DBS Bank Ltd. expects more reforms in Chinese state-owned enterprises as merger and acquisition activities in the sector intensify, the Hong Kong Economic Journal reports.
Ginger Cheng Sze-ching, the bank’s managing director and large corporates head of institutional banking group, said a growing number of SOEs no longer seek a controlling stake in acquisitions, with the ownership threshold of some non-core businesses lowered to 30 to 40 percent.
They are also more keen on divesting from intensely competitive businesses, and this is likely to result in more mergers and acquisitions through asset swaps, spinoffs for separate listing and introduction of private capital, she said.

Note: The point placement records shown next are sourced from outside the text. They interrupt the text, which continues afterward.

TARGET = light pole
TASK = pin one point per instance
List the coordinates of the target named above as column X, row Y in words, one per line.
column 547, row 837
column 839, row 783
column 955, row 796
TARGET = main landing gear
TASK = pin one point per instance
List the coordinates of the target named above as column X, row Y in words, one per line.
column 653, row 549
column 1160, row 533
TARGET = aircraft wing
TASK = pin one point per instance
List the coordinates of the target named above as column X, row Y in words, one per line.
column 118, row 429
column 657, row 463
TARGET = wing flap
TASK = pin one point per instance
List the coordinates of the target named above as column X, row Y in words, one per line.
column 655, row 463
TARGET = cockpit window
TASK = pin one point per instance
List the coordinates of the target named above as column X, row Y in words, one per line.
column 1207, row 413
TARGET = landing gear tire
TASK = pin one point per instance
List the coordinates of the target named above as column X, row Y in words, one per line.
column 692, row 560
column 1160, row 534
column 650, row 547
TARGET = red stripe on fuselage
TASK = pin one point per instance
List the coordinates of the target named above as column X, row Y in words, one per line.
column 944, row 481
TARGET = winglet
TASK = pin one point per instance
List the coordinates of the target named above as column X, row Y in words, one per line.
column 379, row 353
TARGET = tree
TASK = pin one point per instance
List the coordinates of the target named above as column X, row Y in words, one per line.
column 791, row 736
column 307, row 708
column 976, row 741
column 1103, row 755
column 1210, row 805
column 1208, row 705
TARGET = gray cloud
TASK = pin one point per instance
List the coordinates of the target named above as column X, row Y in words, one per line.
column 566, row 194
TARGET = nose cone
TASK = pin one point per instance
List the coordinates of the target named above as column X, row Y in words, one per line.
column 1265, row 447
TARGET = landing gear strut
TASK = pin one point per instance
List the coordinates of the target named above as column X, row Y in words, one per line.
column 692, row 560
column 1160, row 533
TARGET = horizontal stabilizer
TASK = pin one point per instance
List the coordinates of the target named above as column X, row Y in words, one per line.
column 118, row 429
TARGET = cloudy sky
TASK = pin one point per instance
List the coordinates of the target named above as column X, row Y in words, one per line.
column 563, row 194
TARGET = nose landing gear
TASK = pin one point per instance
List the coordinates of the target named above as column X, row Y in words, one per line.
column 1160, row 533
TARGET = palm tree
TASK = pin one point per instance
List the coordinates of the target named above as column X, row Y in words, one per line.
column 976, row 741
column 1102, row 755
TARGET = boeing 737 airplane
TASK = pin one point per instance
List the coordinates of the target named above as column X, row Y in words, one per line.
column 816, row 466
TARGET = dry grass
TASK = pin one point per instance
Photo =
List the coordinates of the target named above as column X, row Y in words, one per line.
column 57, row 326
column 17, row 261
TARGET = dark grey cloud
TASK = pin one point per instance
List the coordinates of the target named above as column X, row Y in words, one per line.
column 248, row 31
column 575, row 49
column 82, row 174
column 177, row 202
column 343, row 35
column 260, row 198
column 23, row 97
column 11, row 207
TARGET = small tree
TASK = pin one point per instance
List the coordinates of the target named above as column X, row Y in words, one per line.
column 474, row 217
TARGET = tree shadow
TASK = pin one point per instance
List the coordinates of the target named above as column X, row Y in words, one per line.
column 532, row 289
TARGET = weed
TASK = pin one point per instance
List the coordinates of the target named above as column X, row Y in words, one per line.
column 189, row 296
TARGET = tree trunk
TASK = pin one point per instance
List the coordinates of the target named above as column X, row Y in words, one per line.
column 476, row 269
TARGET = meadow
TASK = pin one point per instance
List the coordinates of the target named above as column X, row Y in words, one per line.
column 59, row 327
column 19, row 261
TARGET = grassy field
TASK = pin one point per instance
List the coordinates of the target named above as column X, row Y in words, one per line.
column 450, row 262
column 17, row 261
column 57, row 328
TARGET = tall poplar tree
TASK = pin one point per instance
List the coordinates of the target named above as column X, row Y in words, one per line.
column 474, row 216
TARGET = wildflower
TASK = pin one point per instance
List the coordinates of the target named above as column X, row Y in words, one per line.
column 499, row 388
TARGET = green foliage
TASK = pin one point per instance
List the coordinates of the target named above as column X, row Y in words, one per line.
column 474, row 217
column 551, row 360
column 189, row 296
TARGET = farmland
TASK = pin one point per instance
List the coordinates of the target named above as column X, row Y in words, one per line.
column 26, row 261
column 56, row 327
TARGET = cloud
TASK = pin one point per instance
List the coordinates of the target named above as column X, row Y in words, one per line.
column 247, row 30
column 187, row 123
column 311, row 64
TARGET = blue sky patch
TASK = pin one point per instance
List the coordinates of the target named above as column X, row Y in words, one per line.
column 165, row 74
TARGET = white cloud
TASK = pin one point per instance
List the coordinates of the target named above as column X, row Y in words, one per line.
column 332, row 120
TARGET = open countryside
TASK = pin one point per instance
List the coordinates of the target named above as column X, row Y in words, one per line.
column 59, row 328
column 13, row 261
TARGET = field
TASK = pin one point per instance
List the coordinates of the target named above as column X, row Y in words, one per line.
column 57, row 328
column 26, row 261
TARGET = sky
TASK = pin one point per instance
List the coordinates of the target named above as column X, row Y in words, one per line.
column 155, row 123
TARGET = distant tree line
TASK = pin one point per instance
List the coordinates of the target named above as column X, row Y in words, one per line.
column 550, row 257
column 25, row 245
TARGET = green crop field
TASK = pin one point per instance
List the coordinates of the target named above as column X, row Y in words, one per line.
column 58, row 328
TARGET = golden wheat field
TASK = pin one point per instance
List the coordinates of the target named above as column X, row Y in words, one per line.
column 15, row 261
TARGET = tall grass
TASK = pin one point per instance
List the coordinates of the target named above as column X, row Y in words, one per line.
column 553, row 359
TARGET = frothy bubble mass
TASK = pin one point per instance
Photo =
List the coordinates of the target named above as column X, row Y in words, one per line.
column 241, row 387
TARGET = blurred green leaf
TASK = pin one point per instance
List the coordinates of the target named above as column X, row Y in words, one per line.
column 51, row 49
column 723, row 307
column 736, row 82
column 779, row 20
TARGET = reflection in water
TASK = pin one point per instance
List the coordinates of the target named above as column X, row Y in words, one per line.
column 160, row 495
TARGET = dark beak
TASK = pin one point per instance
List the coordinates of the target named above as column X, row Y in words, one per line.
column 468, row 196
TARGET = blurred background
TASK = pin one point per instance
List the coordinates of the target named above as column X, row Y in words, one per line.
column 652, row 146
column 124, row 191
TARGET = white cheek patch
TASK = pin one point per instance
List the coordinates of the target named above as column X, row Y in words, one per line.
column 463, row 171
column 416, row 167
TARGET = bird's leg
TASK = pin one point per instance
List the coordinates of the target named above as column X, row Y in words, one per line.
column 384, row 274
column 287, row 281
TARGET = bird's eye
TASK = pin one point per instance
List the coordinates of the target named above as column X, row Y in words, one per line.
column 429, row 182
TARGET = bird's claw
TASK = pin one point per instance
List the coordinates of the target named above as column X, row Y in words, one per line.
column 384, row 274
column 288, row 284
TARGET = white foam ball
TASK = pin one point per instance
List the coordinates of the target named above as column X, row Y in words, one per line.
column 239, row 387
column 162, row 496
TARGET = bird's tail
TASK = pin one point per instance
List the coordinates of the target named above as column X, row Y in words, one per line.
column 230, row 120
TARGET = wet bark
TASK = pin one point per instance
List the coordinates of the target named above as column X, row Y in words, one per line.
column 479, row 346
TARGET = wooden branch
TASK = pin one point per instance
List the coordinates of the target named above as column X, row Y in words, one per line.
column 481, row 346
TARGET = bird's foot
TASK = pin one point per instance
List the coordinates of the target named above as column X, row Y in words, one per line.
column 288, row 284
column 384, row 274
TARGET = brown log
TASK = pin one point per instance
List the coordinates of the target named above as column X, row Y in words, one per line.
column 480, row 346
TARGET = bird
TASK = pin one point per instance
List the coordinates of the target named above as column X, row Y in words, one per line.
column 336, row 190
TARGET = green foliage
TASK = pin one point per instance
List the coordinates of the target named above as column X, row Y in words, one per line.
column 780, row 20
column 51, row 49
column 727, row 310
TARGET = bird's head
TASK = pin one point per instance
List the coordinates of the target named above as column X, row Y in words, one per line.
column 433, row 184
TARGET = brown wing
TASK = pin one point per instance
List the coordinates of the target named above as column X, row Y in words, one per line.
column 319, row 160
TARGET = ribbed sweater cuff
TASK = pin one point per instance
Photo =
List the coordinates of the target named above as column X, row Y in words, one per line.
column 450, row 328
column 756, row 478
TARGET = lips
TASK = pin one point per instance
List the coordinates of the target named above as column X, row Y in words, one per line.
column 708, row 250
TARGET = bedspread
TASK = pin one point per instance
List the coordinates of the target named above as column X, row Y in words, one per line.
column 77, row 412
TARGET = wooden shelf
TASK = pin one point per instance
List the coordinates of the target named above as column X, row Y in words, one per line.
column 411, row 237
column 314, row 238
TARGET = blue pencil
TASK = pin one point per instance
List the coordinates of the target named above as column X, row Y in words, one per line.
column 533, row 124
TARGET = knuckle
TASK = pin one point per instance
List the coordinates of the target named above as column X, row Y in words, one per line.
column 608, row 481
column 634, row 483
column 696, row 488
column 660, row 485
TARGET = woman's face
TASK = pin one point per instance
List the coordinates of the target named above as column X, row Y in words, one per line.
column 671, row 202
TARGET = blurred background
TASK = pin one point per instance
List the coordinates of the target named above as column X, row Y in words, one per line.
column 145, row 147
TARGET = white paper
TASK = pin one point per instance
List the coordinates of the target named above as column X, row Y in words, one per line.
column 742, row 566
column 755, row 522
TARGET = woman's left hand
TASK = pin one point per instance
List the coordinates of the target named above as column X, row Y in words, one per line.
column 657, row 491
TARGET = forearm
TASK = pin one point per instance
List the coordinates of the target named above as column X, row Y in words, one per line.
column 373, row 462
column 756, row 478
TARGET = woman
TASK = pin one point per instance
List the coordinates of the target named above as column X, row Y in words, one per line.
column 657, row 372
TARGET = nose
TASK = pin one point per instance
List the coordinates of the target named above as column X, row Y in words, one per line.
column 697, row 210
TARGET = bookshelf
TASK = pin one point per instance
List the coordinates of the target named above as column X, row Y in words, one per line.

Consultation fees from related advisory services, coupled with loans for the “One Belt, One Road” initiative, will be the key growth drivers for lenders in the next three to five years, Cheng said.
Such growth may help offset the fall in lending income as a result of declining overseas bond issuances by Chinese companies, she added.
Alexander Lee Ho-wan, strategist at DBS Vickers Securities in Hong Kong, said SOE reforms are aimed at reducing costs, expanding business scale and increasing bargaining power overseas.
The amount of US dollar-denominated bonds newly issued by Chinese enterprises in the first three weeks of April has risen, compared with the level in the first three months, but it still represents a fall on a year-on-year basis.